To herself she added: “Or am I? I surely would like to have a look at the carbon copy of that ‘completely unimportant’ letter.”
Brownie yawned. “Well, I’m off to my chores. But you’d better hide that damp little garment before one of the maids sees it.”
She left before Cherry could remind her that Waidler already knew.
Cherry, feeling like a prisoner in the dock, waiting to be sentenced, sat on the edge of her bed. In spite of her own worries, her thoughts kept coming back to Jan and her problems.
The ambergris must be on board the Julita. But, Cherry felt sure, it was not in Timmy’s cabin. She and Jan and Henry Landgraf had all searched Stateroom 141 thoroughly.
Apparently the fabulously valuable powder was not at the home office in New York. Neither was it in the purser’s safe for, according to Jan, her uncle would never have put it in the safe. He would have kept it close beside him in his cabin, just as he wore his money belt day and night. But it was not in the money belt or the lawyer, Camelot, would have listed it in his cable to Jan.
Therefore, Cherry reasoned, it must have been accidentally left behind when the dying man was taken ashore. And then she remembered something Ziggy had almost said about Waidler that first day in sick bay.
“Efficient as all get out,” Ziggy had said. “But even he slips up every now and then. Like at Willemstad last trip—.”
Ziggy had clamped his mouth shut after that. So now Cherry was almost certain of what had happened. An elderly, blustering, salty old passenger whom Waidler couldn’t get on with, stricken with pulmonary thrombosis just as the ship entered the port of Willemstad. A dying passenger met at the dock by his lawyer and rushed ashore.
Waidler, cranky and upset by this unusual occurrence, flinging Uncle Ben’s clothes into his suitcase. A hasty inventory of the shelves and drawers as the dying man was wheeled down the gangplank.
Then, later that Tuesday, after the ship had left Curaçao, Waidler, not so hurried now, would give the cabin one last inspection before the maids tore it apart for a thorough cleaning. Then, and not until then, would he discover that he had neglected to pack all of the eccentric old gentleman’s effects.
What would he do with these items? Turn them over to the purser, of course. But then the purser would have placed them in a sealed container of some sort, listing the contents, and deposited these overlooked effects with the home office. He certainly would have done that sometime between Wednesday and Friday while the Julita was in the port of New York.
Unless—unless, Ziggy, too, had slipped up. Was that why he had suddenly clamped his mouth shut when he was discussing Waidler’s efficiency?
Cherry felt sure that she was unraveling the mystery correctly. If so, the ambergris was somewhere in the purser’s office right now.

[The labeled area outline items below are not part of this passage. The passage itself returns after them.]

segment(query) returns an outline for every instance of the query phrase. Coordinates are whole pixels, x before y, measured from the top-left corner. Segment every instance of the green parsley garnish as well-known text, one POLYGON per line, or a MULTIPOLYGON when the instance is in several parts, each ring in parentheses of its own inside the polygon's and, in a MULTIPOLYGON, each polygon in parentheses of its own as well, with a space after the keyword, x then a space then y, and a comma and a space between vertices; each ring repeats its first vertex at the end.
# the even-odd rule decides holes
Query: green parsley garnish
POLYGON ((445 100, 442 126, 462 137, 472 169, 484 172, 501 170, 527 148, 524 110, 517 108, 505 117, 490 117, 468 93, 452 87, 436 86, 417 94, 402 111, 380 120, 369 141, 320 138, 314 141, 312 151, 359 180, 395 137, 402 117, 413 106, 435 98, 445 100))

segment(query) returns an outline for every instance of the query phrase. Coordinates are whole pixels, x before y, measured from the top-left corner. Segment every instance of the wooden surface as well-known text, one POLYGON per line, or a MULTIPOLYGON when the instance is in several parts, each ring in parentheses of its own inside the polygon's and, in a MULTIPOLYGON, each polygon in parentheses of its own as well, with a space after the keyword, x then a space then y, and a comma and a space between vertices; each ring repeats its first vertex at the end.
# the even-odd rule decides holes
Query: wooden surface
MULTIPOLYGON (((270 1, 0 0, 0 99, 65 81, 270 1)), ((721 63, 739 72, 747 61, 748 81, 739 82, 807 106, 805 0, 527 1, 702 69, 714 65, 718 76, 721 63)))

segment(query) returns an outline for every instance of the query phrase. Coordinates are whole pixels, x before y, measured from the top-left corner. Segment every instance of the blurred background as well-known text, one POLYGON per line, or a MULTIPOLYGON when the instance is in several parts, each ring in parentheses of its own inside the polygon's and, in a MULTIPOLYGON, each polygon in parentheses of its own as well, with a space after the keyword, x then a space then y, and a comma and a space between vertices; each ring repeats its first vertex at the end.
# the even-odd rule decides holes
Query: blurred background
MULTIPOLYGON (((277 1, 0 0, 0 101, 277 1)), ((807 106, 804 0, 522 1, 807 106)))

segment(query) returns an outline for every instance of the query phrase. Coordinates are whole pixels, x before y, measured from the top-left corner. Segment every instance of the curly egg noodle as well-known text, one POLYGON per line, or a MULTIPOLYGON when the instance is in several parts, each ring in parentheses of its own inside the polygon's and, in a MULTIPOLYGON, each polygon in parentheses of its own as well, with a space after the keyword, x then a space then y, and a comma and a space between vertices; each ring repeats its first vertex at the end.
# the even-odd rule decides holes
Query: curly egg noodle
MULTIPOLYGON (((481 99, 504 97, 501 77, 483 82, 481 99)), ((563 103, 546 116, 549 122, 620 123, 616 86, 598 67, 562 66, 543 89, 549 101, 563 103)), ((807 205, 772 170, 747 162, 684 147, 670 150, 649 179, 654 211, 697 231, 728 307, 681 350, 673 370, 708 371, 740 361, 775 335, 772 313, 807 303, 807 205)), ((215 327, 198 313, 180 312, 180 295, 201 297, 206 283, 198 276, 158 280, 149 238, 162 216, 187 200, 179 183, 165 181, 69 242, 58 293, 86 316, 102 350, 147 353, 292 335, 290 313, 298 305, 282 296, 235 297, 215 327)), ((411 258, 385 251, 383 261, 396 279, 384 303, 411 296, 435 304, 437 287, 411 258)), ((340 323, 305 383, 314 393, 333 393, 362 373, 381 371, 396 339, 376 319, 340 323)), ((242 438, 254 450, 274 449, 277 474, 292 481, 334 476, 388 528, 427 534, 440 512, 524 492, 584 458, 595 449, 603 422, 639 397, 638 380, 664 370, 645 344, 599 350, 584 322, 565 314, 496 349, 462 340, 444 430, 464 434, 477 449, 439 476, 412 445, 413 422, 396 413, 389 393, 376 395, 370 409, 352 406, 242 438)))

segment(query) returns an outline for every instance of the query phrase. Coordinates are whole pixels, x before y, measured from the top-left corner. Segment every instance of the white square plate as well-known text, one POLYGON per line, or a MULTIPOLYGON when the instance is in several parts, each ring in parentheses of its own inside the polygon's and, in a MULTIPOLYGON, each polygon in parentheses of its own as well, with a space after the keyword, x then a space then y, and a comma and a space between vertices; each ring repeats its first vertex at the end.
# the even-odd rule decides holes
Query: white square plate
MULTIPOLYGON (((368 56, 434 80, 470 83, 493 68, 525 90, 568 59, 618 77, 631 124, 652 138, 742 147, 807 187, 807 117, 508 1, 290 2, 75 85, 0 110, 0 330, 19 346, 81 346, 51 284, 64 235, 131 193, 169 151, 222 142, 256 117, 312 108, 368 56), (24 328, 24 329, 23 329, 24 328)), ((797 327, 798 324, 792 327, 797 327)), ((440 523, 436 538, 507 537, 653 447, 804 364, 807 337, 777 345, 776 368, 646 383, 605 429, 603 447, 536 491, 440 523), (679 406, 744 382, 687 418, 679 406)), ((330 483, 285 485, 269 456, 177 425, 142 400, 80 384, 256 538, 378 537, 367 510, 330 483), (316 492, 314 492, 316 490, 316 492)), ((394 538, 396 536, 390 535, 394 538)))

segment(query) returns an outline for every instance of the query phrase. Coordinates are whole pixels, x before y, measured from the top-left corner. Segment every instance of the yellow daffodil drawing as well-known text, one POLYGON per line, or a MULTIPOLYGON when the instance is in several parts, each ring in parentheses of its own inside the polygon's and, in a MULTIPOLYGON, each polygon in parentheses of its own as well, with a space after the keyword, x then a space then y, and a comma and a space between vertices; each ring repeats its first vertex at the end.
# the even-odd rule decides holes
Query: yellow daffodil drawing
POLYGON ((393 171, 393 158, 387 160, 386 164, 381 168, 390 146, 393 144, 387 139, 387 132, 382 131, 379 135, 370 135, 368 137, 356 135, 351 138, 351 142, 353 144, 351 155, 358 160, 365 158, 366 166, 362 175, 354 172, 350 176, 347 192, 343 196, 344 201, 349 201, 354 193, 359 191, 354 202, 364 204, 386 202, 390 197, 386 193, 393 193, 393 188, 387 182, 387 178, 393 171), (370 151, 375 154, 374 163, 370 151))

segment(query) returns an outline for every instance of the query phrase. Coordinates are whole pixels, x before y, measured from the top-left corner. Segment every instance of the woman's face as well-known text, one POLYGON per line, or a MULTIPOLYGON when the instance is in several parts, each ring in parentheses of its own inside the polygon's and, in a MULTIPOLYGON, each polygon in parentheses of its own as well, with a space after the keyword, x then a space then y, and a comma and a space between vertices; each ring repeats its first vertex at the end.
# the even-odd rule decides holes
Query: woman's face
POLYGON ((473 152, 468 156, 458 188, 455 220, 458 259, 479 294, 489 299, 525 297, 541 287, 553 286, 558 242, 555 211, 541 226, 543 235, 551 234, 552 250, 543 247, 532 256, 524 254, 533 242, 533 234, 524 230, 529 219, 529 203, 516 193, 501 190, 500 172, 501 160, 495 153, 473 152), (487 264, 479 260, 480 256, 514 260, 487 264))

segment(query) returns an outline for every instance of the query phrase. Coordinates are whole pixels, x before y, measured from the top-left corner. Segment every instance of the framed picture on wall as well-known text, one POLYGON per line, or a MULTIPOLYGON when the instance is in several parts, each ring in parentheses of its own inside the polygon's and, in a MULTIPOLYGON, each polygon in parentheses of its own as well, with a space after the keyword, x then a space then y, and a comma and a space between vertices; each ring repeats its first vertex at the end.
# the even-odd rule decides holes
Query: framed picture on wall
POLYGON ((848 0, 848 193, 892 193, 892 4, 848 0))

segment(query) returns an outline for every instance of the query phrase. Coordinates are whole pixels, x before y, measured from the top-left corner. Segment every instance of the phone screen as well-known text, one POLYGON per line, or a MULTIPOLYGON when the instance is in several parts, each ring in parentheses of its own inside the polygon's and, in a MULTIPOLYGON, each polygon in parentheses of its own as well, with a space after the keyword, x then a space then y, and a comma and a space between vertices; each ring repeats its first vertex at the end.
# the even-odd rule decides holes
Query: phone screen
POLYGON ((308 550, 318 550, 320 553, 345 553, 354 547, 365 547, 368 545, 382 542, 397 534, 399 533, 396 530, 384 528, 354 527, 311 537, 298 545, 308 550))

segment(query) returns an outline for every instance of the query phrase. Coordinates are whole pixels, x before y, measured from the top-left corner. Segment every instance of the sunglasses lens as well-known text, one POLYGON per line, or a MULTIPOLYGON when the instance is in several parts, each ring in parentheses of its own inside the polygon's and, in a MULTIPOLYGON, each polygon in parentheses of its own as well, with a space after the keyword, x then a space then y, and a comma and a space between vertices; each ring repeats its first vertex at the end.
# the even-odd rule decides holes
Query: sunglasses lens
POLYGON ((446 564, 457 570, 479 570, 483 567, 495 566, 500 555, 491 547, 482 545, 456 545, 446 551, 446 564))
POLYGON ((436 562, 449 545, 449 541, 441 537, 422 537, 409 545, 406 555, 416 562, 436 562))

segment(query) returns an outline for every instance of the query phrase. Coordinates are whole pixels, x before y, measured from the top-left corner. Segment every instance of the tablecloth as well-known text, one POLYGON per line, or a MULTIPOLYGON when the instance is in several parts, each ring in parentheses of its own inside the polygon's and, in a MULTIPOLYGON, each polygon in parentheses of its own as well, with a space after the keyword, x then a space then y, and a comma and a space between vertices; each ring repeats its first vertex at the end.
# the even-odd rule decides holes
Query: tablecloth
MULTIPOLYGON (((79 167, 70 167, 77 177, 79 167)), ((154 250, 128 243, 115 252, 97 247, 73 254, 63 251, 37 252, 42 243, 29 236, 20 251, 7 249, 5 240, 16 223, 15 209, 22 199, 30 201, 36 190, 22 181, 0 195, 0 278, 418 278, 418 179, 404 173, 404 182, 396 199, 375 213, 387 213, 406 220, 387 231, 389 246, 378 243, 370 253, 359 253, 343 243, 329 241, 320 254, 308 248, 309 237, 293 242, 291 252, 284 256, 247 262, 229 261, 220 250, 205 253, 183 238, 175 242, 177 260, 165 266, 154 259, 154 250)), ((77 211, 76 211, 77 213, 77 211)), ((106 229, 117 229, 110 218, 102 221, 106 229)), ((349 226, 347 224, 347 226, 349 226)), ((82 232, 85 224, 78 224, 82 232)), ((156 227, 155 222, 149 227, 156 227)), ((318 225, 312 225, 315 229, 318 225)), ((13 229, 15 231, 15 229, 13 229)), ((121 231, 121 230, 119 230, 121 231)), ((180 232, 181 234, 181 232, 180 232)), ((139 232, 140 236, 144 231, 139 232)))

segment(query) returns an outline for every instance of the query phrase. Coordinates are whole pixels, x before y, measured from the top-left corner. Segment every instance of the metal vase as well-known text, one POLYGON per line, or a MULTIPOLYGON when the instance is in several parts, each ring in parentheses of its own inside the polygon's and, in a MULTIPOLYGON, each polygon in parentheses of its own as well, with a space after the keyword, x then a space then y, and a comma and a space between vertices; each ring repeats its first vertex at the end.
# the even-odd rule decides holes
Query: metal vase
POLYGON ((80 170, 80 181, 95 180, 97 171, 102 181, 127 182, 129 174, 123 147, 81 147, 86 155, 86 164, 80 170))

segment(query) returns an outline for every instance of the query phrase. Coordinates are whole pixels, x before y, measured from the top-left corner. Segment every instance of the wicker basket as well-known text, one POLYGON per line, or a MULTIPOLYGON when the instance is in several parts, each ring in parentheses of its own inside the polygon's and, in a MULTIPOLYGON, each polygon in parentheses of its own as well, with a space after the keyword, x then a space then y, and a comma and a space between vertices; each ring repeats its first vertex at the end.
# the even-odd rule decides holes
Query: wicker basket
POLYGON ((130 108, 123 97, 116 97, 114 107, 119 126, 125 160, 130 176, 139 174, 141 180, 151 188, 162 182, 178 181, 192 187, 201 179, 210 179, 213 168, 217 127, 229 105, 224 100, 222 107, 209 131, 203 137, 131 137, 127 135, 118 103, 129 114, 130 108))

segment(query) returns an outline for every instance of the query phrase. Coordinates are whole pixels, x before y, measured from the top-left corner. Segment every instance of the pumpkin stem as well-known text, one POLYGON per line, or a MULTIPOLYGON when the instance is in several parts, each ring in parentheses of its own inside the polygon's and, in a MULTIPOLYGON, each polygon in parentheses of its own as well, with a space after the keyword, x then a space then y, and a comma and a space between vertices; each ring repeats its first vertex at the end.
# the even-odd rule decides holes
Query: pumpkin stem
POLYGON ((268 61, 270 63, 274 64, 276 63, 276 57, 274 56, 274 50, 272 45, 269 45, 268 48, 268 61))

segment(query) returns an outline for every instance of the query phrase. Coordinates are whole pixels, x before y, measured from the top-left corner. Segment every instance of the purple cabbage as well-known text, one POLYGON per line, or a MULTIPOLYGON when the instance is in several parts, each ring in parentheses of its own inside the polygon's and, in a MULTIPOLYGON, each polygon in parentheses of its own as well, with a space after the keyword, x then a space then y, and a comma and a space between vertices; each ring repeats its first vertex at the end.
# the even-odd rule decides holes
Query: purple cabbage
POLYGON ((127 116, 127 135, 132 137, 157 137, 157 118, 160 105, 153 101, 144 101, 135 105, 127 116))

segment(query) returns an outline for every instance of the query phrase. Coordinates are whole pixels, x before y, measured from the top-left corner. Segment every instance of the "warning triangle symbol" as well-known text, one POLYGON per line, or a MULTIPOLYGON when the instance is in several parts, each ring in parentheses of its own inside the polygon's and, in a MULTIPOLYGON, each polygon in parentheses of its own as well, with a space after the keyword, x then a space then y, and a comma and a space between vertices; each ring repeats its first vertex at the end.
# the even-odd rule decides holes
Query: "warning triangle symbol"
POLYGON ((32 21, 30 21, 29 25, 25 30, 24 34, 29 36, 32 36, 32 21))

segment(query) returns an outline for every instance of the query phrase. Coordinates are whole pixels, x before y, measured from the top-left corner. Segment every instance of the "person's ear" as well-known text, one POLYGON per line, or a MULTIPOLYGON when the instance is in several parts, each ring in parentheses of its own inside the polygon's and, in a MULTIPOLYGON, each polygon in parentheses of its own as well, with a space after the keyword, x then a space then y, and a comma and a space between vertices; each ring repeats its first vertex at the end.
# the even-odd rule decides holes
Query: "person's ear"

But why hadn’t Ziggy put such a valuable substance in the safe? Cherry could guess the answer to that one too. Because he hadn’t known that several thousand dollars’ worth of ambergris was among the old gentleman’s effects.
Uncle Ben didn’t believe in banks. But he was shrewd. He wouldn’t label his share of the fine powder “ambergris” for the temptation of maids and stewards. How would he disguise his treasure when it wasn’t on his person?
Cherry shook her head. That she couldn’t know.
“Oh, dear,” she moaned. “If only I could question Waidler; make him confess he didn’t send all of old Mr. Paulding’s possessions ashore with him last trip. Get him to tell me exactly what was overlooked in the last-minute rush.”
Her hands were tied. Who was she to accuse Waidler of a minor transgression? Any minute now he was going to confront her with proof that she had violated two of the ship’s regulations.
Someone tapped on her door. Cherry jumped up, bracing herself. “Here it comes!”
Then she marched stiff-shouldered to face her punishment.